I'm not sure if this is a "bug" or a "suggestion" or what, but it's on my mind and it's frustrating and I don't have a solution so I don't think it's a "feature" I'm asking for.
So I watched Freya Holmer's video about her experience searching for information about the .glb file format from the perspective of wanting to write a parser for the 3D modeling software they're writing. tl;dw - they searched "glb file format" in Google and 80% of the first page was AI generated marketing pages. Bing was worse.
I immediately wanted to see how Kagi handled the situation and the results definitely left me wanting. It's better, but marginally. The side card has a bunch of good information (because it's just Wikipedia), and there's a few more real results (including the random r/godot post), but it's still mostly AI generated marketing.
"glb file format"
To be clear, I understand that "glb file format" is a high level prompt that you'd expect to get introductory results for, but it's an inherently technical topic and the actual spec was the 20th search result.

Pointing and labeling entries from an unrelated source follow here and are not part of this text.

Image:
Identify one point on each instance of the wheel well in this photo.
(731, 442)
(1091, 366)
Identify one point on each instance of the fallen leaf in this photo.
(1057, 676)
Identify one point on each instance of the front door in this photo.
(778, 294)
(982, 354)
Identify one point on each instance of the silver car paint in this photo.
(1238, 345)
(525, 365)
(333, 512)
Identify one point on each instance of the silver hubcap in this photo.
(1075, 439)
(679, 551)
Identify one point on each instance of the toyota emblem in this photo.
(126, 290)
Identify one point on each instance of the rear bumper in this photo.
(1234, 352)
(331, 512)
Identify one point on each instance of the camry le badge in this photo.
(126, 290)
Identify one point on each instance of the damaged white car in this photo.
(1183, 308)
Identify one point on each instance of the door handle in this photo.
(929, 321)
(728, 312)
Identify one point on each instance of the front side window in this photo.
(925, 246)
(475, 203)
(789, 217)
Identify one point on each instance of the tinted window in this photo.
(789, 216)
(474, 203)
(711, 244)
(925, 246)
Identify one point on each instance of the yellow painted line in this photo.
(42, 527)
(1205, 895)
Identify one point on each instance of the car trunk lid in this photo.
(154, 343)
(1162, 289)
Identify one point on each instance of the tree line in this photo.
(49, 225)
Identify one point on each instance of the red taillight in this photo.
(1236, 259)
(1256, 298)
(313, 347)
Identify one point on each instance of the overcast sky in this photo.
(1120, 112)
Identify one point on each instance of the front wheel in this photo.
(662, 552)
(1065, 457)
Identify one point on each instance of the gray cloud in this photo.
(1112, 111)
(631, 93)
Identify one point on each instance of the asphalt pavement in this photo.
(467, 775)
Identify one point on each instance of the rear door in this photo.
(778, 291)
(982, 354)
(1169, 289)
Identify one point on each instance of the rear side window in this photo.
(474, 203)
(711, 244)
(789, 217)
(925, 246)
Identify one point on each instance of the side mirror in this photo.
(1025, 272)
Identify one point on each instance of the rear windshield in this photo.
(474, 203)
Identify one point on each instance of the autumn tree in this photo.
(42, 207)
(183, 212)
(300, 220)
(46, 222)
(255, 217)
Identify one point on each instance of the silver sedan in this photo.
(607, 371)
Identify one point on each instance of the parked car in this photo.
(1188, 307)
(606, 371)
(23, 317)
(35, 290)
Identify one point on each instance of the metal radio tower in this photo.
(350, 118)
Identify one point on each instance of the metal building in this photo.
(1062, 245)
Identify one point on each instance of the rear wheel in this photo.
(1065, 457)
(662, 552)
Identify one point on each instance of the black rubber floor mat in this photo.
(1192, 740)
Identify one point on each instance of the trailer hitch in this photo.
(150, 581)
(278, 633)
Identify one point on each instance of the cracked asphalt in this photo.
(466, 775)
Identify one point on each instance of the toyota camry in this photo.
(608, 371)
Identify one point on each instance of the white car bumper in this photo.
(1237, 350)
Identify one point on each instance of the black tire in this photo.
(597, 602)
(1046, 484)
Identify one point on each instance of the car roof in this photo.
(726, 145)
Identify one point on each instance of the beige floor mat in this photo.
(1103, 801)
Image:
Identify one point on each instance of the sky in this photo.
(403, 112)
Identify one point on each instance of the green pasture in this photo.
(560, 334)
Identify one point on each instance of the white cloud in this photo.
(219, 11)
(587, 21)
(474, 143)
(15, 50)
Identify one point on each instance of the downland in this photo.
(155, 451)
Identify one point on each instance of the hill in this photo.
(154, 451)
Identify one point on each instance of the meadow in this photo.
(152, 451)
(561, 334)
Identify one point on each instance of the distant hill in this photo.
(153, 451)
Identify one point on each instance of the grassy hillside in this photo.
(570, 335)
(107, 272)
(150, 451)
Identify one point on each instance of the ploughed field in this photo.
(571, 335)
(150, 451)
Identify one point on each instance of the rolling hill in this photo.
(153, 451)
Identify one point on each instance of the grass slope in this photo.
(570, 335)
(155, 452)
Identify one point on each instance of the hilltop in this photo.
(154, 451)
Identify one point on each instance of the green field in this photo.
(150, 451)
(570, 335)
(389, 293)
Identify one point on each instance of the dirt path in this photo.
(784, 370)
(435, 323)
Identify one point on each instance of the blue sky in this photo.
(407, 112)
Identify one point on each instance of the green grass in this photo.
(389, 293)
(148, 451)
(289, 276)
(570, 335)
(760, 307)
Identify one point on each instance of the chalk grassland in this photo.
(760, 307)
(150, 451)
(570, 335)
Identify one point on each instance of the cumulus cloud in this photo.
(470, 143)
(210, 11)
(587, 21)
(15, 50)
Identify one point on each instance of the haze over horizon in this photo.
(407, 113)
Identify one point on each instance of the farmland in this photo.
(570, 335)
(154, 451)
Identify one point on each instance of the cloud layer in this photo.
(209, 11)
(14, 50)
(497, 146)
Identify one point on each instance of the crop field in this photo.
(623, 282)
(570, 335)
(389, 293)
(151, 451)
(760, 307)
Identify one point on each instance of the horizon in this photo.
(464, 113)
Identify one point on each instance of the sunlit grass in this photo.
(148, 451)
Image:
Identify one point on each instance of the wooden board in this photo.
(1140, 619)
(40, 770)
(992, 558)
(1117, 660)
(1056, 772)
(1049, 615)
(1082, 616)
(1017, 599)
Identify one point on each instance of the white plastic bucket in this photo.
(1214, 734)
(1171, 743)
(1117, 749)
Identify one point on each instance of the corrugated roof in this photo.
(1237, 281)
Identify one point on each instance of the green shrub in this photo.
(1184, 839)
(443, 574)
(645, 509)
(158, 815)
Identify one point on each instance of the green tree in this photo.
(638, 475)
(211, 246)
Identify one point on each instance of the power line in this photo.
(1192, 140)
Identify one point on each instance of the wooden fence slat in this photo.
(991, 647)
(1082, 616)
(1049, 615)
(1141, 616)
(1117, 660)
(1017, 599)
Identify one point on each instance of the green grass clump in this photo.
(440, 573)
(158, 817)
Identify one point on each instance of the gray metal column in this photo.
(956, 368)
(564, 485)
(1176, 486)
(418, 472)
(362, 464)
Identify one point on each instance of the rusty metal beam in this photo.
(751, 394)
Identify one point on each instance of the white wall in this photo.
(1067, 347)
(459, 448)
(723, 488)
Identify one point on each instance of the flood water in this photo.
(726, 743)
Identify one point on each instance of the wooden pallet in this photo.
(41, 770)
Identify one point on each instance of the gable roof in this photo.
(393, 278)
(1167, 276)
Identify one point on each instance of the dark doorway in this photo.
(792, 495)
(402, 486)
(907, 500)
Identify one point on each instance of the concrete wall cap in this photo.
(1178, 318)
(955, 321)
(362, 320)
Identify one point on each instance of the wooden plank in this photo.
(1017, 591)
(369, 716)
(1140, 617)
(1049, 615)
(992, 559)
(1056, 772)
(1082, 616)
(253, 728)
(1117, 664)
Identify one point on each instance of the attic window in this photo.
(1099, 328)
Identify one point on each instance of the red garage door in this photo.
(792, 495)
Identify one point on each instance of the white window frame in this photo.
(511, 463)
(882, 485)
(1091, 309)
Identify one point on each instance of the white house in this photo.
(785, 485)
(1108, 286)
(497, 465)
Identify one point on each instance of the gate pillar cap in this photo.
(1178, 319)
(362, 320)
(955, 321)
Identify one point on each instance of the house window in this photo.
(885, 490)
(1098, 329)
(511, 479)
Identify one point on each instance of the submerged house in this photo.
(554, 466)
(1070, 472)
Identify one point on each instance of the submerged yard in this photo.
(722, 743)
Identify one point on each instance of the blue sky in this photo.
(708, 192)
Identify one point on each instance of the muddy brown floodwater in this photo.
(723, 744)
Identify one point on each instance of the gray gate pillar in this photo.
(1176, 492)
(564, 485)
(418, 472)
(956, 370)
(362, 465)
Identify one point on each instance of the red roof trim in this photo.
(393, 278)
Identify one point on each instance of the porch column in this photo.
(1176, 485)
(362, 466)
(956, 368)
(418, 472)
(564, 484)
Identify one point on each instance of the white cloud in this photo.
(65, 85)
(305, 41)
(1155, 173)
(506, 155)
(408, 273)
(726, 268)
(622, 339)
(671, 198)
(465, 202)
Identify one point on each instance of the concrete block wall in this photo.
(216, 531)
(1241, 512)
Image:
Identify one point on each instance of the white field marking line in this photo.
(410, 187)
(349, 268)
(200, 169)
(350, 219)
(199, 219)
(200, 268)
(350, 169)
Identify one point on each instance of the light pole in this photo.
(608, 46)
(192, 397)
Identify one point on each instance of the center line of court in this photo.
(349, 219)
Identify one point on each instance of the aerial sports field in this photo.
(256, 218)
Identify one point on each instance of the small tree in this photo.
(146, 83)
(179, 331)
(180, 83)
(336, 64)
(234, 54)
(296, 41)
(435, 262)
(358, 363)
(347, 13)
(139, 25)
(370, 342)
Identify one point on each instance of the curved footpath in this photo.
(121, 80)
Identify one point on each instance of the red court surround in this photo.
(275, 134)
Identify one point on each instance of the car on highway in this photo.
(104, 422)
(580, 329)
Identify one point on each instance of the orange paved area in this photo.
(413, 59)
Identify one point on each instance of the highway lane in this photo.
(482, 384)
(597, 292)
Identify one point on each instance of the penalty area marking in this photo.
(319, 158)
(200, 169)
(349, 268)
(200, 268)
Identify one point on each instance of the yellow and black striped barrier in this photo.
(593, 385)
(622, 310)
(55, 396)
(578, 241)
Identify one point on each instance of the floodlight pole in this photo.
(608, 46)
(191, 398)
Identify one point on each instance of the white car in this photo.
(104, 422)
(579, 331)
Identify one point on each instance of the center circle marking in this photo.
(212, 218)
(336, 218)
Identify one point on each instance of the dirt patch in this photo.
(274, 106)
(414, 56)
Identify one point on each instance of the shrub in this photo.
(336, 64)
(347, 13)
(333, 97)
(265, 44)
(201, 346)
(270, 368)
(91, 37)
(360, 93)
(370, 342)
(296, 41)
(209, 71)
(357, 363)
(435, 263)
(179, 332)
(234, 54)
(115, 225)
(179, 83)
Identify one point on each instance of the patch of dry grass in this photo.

It's easier to list the non-generated links from the results that might be useful (in the order they appear):
That's it. I also get there's always been the largely unhelpful "what is this random file format" pages, but at least those you knew wouldn't be helpful, the "GLB File: A Comprehensive Guide" marketing pages are much harder to know to avoid.
"glb file format spec"
I can see arguing that "if you want to implement the format you want the spec, so search for it." There are definitely more useful results for "glb file format spec" but they're hidden amongst all the same AI generated marketing pages.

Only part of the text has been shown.